Is it because they gave their three-year-old grandson that fire truck he
loves with the VERY LOUD siren and his parents are steaming mad? While that generational
payback may not have been appreciated, the answer is more sinister.
It’s because Congress and President Trump put a temporary target
on some older Americans that only lasts until the first clock-tick of 2020.
Only those oldsters with significant IRAs they are leaving
to their children and grandchildren need worry. Congress established IRAs (Individual
Retirement Accounts) in 1974 to help workers save for retirement. Lawyers did
what lawyers are paid to do and found ways for wealthy individuals to use their
IRAs as estate-planning devices to minimize taxes and pass on the maximum
amount to heirs.
How so?
Under the old rules, if you bequeath your IRA to your
grandchild, the minimum they must withdraw each year is based on life expectancies.

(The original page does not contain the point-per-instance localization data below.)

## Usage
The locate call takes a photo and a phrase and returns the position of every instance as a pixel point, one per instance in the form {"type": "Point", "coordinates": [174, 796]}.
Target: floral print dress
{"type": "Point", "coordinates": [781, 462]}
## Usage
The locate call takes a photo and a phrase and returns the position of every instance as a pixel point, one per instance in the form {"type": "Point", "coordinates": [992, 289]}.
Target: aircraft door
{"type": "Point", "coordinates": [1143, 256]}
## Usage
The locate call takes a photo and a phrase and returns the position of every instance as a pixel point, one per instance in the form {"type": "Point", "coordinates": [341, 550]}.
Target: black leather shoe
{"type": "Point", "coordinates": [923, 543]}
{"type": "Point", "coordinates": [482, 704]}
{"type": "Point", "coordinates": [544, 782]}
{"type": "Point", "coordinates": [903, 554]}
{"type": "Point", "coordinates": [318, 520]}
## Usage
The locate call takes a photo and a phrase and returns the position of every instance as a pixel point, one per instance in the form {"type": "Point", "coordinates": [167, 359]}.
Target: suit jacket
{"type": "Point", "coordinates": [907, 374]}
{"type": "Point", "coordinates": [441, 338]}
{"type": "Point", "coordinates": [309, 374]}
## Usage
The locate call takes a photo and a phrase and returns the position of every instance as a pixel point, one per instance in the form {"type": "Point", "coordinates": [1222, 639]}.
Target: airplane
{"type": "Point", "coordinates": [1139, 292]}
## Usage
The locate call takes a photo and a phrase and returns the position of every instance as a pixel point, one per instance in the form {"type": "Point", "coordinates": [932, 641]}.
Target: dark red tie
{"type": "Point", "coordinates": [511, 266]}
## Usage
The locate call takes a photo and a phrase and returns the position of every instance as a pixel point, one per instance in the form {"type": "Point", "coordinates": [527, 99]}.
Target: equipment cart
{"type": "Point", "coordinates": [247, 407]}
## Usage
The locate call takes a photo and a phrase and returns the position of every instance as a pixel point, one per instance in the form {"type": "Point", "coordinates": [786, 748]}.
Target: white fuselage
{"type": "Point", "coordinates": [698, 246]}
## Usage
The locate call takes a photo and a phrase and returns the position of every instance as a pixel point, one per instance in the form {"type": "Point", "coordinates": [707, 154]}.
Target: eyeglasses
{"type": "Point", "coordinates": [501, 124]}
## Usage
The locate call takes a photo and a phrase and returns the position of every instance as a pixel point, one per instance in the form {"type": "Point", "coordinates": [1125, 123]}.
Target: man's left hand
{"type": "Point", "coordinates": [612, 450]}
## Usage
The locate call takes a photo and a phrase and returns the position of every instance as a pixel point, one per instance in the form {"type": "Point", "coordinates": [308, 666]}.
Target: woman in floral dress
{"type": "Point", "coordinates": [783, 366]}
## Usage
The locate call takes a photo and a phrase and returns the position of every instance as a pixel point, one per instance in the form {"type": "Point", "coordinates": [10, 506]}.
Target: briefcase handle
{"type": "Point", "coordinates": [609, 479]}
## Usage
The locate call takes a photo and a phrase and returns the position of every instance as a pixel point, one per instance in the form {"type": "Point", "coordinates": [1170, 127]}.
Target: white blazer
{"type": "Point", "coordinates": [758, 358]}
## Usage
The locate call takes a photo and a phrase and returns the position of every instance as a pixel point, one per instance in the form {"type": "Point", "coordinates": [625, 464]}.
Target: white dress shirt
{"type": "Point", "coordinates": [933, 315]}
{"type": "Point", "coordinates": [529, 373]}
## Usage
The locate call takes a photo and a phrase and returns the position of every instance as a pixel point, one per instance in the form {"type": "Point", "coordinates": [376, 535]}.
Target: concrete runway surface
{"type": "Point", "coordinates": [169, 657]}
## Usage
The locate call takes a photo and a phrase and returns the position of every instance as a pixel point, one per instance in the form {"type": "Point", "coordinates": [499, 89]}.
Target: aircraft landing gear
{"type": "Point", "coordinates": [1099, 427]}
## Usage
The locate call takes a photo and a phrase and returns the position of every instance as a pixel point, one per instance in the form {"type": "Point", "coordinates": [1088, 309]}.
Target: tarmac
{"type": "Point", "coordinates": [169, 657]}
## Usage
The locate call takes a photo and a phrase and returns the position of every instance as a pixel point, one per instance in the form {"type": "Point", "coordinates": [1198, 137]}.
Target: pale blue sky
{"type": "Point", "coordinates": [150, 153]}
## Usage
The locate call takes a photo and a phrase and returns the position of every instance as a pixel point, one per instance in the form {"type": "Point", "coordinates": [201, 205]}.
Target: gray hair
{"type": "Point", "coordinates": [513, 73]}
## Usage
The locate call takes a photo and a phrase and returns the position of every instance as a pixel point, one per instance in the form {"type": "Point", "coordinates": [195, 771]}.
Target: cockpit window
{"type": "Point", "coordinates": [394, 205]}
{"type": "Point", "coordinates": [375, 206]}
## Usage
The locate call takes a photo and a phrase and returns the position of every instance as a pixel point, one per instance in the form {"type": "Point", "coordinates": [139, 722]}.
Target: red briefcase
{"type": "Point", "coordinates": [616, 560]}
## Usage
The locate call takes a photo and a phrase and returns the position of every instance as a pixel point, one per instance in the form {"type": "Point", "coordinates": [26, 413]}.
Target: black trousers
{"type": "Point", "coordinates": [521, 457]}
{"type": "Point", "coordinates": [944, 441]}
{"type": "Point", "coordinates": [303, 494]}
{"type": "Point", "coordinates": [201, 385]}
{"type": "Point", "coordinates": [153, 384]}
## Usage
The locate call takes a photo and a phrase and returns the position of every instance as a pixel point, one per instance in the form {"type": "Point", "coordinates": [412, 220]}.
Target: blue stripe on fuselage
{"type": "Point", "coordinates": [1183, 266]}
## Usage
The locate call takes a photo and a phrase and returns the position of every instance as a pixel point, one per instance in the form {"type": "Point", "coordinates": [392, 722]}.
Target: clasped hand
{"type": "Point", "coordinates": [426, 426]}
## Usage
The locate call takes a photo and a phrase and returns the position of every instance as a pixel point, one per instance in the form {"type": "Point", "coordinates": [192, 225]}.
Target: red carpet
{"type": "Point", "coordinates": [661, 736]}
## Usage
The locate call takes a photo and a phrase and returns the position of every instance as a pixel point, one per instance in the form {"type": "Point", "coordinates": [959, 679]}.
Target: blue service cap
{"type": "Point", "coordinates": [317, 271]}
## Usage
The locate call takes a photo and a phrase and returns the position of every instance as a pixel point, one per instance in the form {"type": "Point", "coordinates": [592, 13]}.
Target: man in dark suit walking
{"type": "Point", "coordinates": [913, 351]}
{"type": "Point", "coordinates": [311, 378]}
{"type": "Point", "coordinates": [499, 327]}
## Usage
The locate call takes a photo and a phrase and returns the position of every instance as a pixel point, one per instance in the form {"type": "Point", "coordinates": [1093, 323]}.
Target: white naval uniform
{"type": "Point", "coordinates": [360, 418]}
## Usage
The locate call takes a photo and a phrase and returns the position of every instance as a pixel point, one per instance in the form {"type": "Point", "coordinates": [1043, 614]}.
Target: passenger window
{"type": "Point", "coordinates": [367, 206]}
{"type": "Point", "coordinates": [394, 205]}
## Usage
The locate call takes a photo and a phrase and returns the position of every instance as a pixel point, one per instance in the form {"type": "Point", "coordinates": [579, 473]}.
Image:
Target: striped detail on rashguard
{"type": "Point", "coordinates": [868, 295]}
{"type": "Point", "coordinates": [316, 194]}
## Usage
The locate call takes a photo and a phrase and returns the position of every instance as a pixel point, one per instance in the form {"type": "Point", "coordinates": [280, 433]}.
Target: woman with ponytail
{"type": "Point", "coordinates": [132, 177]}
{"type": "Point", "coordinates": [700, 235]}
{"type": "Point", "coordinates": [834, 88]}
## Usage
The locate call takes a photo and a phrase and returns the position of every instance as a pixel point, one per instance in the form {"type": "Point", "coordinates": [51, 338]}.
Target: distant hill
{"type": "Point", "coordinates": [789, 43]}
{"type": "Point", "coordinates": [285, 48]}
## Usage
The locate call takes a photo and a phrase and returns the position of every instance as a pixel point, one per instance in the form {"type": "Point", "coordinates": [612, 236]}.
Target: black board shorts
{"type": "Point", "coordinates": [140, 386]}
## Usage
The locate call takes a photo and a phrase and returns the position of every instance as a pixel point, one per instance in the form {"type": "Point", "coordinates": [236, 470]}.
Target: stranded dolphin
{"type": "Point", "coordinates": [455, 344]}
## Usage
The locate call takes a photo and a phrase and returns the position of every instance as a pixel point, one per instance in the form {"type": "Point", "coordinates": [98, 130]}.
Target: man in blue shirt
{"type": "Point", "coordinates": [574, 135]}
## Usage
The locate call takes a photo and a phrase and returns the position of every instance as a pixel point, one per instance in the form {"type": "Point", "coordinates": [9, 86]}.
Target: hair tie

The rules are complicated, especially with multiple beneficiaries, so I’ll
gloss over the details and move right to a simplified example:
Grandma’s IRA is worth $1.0 million bucks. She leaves it to
her twelve-year-old grandchild. Under 2019 rules, the kid must take out a
minimum distribution the first year of $14,124. And each year thereafter the
child will need to take out similar amounts (the amount depending on investment
returns). For simplicity, let’s just call it $14,000 a year adjusted for
inflation for life. That’s the minimum, the beneficiary can withdraw it faster
if they choose.
Under the new rules, non-spousal IRAs inherited after
December 31, 2019 must be distributed within 10 years. (There are a few
exceptions, one of which is that the ten years doesn’t start until the child of
the IRA hold becomes an adult). So, in our example, Grandma dies and our
12-year-old grandchild must take all the money out by the time she is 22! If
done evenly, that means $100,000 a year (adjusted for investment returns).
Talk about an early tax bite (which is why Congress added the
provision; they wanted to pay for other things they wanted).
But that’s not the only complication: How are colleges going
to look at financial aid for a kid with an inherited IRA that they must draw down?
Worse, if Grandma structured it so the kid could only take the minimum
distribution until they were (say) age 35 (when Grandma hoped the child would
be mature enough to have access to all the money) it’s a financial disaster. There
is no minimum distribution until the end of ten years and the child must take
it all! Uncle Sam is rubbing his fingers in delight because the highest tax
rates will apply to most of that $1 million.
But, if Grandma just happened to die before the end of 2019.
These problems go away.
So wary grandparents and parents across the land are booking
last minute trips to destinations kept secret from the family. Or they’re holing
up in that bunker they built in the 1950s to save the family from nuclear
attack. Or the new one constructed for the Zombie Wars.
Rather than considering ways to bump off Grandma, it might
be prudent to check the estate plan and get those high-priced lawyers working
on the next best way to avoid taxes.